Осушив еще два стакана кряду, Зеленый френч пришел наконец в себя и примирительно заухмылялся.

— Да раскройте рты, как можно молчком пить, — ворчал Эзекиа. — Эдак рот паутиной покроется! Изукрасьте застолье словом!

Дядя Григол, чуть отвернувшись от сотрапезников, смотрел на заречную сторону, размышляя о своем: «Запропастился мельник, не дождусь, видать, пойду-ка домой, хоть пригляжу за щенятами».

А огромное деревянное колесо все вертелось и шлепало лопастями по воде, возмущая и освежая прохладными брызгами застойный воздух. Но эта веющая от воды прохлада была обманчивой, она давала отраду лишь в первые минуты, а потом становилась привычной, и жара донимала здесь не меньше, чем на шуабазарском майдане.

На той стороне реки кто-то сбегал по склону «Мадатовского островка». Спустившись к берегу, человек, направился к мосту. Там он остановился, скинул с себя одежду на гальку и, прыгнув в воду, поплыл к мельнице.

Зеленый френч быстро освоился за «столом», хотя и с самого начала не испытывал неловкости.

— Все на свете перевернулось и смешалось, — искренно, как на духу, поведал он, Эзекии. — Собаке хозяина не сыскать.

— Что с миром творят, нас про то не спрашивают, — осадил его Эзекиа.

— Все вверх тормашками полетело, — сетовал Зеленый френч.

— Для тебя-то что переменилось! При меньшевиках бездельничал и нынче без дела шатаешься, — хихикнул Эзекиа, кидая взгляд на Чумдатуа. — Англичане один френч тут оставили, и тот тебе достался!

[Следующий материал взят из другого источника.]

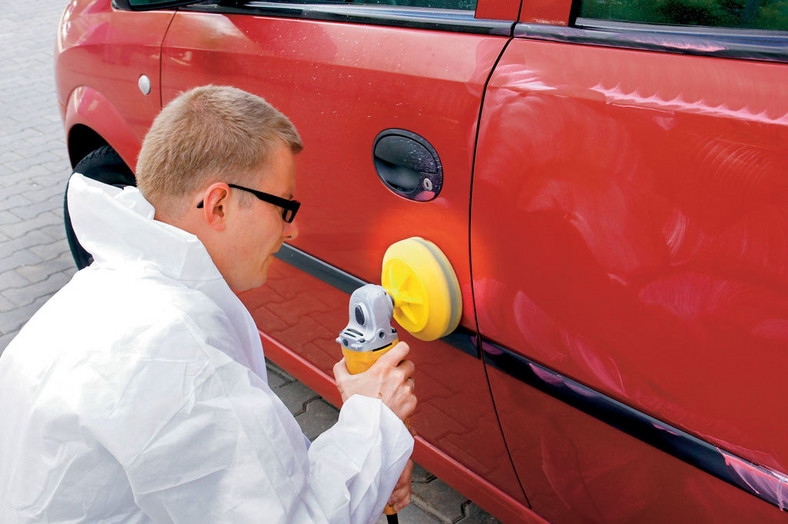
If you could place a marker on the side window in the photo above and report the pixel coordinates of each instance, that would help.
(746, 14)
(465, 5)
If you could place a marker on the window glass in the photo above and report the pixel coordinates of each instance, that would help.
(748, 14)
(465, 5)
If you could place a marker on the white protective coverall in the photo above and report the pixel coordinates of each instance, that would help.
(138, 393)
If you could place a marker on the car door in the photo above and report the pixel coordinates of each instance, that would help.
(629, 249)
(349, 75)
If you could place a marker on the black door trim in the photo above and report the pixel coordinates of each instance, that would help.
(764, 483)
(462, 338)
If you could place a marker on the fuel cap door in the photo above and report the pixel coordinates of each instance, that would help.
(408, 165)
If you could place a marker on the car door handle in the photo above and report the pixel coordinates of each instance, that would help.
(408, 165)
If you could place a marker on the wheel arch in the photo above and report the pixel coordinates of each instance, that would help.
(91, 121)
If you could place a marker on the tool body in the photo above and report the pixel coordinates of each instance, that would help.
(419, 290)
(369, 333)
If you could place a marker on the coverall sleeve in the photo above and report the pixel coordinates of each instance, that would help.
(230, 451)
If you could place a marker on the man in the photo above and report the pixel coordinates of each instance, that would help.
(138, 393)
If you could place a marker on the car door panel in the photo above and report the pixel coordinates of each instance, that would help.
(644, 257)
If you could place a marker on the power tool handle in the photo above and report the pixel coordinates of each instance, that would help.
(358, 362)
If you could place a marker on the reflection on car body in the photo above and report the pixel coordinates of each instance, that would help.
(612, 199)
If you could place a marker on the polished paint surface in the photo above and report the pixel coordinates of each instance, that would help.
(628, 229)
(100, 55)
(639, 244)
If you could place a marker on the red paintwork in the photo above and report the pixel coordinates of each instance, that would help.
(100, 55)
(341, 90)
(627, 229)
(579, 470)
(640, 246)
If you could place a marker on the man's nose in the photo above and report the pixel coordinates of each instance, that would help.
(291, 230)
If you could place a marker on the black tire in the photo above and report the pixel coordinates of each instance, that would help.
(105, 165)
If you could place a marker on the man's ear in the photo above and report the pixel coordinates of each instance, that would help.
(215, 205)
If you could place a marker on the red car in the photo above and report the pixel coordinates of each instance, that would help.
(609, 179)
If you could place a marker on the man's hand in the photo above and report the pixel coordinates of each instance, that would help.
(400, 497)
(389, 379)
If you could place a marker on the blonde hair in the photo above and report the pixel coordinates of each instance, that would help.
(205, 134)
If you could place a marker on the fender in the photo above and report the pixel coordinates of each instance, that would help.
(90, 108)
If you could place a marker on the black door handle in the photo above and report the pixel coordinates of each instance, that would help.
(408, 165)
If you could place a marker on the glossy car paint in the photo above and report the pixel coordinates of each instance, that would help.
(627, 232)
(342, 84)
(99, 59)
(646, 258)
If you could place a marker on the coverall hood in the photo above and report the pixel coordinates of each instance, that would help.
(138, 393)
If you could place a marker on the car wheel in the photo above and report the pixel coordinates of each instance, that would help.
(104, 165)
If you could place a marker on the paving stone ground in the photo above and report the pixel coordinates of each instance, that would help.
(34, 257)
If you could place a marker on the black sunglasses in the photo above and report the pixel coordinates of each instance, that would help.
(289, 207)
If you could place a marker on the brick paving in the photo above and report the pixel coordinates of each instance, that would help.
(34, 257)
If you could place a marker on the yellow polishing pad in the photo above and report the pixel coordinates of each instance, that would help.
(425, 289)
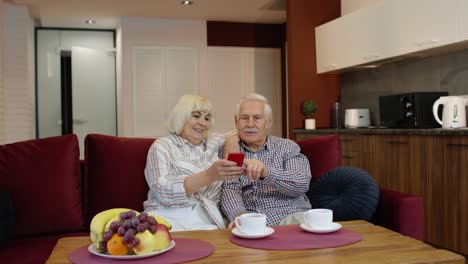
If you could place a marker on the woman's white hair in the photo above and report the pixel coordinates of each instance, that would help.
(182, 111)
(255, 97)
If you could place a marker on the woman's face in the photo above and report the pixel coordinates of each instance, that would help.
(196, 128)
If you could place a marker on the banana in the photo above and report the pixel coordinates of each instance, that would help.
(100, 221)
(162, 221)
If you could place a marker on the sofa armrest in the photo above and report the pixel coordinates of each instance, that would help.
(401, 212)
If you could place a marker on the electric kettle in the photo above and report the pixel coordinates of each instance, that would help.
(454, 112)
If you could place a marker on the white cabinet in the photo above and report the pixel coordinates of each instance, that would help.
(387, 29)
(351, 40)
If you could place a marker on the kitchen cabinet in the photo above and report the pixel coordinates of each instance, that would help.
(447, 198)
(388, 29)
(400, 163)
(433, 166)
(360, 152)
(346, 41)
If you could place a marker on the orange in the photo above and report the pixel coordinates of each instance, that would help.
(115, 246)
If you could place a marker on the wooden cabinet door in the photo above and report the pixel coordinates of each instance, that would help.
(400, 163)
(456, 184)
(359, 151)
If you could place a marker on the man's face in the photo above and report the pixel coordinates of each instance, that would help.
(252, 123)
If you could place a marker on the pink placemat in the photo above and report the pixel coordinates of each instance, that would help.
(293, 237)
(184, 250)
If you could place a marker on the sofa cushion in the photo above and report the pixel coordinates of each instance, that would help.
(118, 162)
(6, 215)
(43, 179)
(350, 192)
(323, 153)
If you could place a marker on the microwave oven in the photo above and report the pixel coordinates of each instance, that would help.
(409, 110)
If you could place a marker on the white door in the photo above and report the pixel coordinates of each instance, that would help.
(94, 98)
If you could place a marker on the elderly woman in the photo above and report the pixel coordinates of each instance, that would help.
(184, 172)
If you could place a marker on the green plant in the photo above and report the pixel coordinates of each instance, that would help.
(309, 108)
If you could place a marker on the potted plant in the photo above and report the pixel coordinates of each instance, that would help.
(308, 109)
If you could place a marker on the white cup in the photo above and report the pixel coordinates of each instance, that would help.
(252, 223)
(320, 218)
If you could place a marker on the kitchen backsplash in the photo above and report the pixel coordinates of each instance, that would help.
(362, 88)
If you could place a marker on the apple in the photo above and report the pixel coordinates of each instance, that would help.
(162, 236)
(148, 243)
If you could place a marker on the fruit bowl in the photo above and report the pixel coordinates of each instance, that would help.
(93, 250)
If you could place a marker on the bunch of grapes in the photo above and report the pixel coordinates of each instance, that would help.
(130, 224)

— А прежде? — Зеленый френч, вызывающе уставился на Эзекиа. — До того, каким я был до того?!

— А до того — я тебя не помню… Да думаю, правителем Трапезундским царством ты и раньше не был.

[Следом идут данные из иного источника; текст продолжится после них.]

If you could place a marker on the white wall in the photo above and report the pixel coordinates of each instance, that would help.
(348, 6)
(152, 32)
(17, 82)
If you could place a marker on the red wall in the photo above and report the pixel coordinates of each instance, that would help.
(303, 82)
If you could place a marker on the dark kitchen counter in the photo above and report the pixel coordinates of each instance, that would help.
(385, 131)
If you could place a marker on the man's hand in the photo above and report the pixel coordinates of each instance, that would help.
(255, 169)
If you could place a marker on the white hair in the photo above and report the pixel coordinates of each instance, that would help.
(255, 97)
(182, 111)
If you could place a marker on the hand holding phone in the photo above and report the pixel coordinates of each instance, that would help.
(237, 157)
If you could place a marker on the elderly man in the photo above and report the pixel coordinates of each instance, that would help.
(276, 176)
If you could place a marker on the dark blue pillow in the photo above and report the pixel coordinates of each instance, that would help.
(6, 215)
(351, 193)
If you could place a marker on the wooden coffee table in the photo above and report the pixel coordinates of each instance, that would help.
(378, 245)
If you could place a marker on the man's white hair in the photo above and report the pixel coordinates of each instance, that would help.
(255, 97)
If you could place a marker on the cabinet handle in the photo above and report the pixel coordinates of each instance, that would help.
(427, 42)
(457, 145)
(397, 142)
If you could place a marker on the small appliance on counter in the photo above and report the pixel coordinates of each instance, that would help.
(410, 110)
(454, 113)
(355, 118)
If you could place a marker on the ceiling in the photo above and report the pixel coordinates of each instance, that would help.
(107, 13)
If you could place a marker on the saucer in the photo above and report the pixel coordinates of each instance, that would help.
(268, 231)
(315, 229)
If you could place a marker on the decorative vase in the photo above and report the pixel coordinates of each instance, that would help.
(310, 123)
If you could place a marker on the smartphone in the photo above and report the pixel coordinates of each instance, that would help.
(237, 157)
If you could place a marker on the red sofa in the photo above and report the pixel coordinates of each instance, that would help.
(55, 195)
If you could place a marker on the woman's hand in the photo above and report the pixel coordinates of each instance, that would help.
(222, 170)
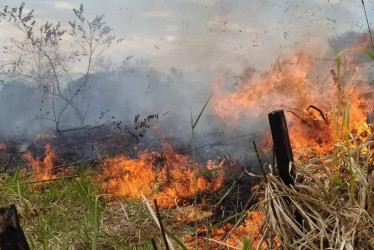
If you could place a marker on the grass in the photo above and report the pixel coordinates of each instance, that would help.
(74, 214)
(71, 214)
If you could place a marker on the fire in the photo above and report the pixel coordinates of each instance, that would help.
(167, 176)
(43, 169)
(43, 136)
(308, 103)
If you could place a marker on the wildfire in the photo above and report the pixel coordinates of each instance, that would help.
(43, 169)
(308, 104)
(167, 176)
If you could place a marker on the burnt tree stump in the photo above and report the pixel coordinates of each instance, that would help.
(282, 146)
(11, 233)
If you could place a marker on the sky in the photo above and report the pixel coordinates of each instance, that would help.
(209, 35)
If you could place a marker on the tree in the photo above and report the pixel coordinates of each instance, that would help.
(46, 56)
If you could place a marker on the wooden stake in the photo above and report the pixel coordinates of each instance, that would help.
(282, 146)
(11, 233)
(161, 225)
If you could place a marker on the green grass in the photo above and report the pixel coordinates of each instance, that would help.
(72, 214)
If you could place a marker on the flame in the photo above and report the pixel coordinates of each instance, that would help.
(308, 104)
(43, 169)
(167, 176)
(43, 136)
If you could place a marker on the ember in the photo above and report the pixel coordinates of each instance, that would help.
(167, 176)
(288, 86)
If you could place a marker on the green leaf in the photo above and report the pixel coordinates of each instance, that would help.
(339, 61)
(247, 244)
(201, 112)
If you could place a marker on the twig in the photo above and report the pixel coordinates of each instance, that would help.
(56, 179)
(161, 225)
(367, 21)
(154, 244)
(259, 161)
(320, 112)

Зеленый френч почему-то раскатисто захохотал и пропустил очередную рюмку. Он уже вошел во вкус и, разохотившись, опорожнял рюмку за рюмкой, бессмысленно пялясь по сторонам.

— Сколько лет таскаешь этот свой френч? — ехидно полюбопытствовал Эзекиа.

— Почем я знаю.

— Лет десять будет?

— Что вы, что вы! Четыре года: назад приобрел на Дезертирском базаре, у одного русского купил.

— Десять — нет, а лет семь — как пить дать, — уточнил Чумдатуа.

— Еще три накинь, — стоял на своем, Эзекиа.

— Несправедливо, господа, несправедливо! — патетически воскликнул Зеленый френч, снова наполняя рюмку. Каждая фраза служила ему поводом выпить.